The event on February 21 will look at ways of training people from bus drivers to bank clerks to respond to the needs of people with dementia.
Meeting organisers at not-for-profit training group See Change in Dementia (corr) have posed the question: Can Bath become a dementia-friendly community?
The group says all are welcome to the meeting at 7.30pm at St Michael’s Church in Broad Street, which is being arranged at a time when more than 2,500 people in Bath have dementia.
See Change in Dementia director Anne Challenor-Wood said: “The fear and stigma associated with dementia prevents many people from seeking the support which they need.

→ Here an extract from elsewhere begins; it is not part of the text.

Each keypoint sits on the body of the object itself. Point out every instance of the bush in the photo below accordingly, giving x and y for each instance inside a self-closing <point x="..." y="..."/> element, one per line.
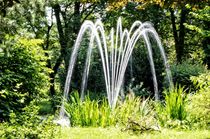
<point x="28" y="125"/>
<point x="23" y="74"/>
<point x="181" y="73"/>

As a community we need to tackle our own fears and find ways of supporting people with dementia in a positive way.
“Whether we are family, friends, neighbours, in a service role such as shop assistants, bank clerks, bus drivers, or in a caring role such as doctors and nurses, we all need to have an idea of what it might be like to be a person with dementia, so that we can respond appropriately with compassion and understanding.”
Speakers at the meeting, which has been organised in conjunction with Bath Churches Together, will include the chief executive of local community health care provider Sirona, Janet Rowse, as well as representatives of the city charity Research Institute for the Care of the Older Person, and the Alzheimer’s Society. There will also be short performance by Arabella Tresillian of the Therapeutic Media Company aimed at conveying the voices of people with dementia.
Ms Challenor-Wood, whose own mother had vascular dementia for 16 years, will be involved in a series of community workshops in the Bath area in March.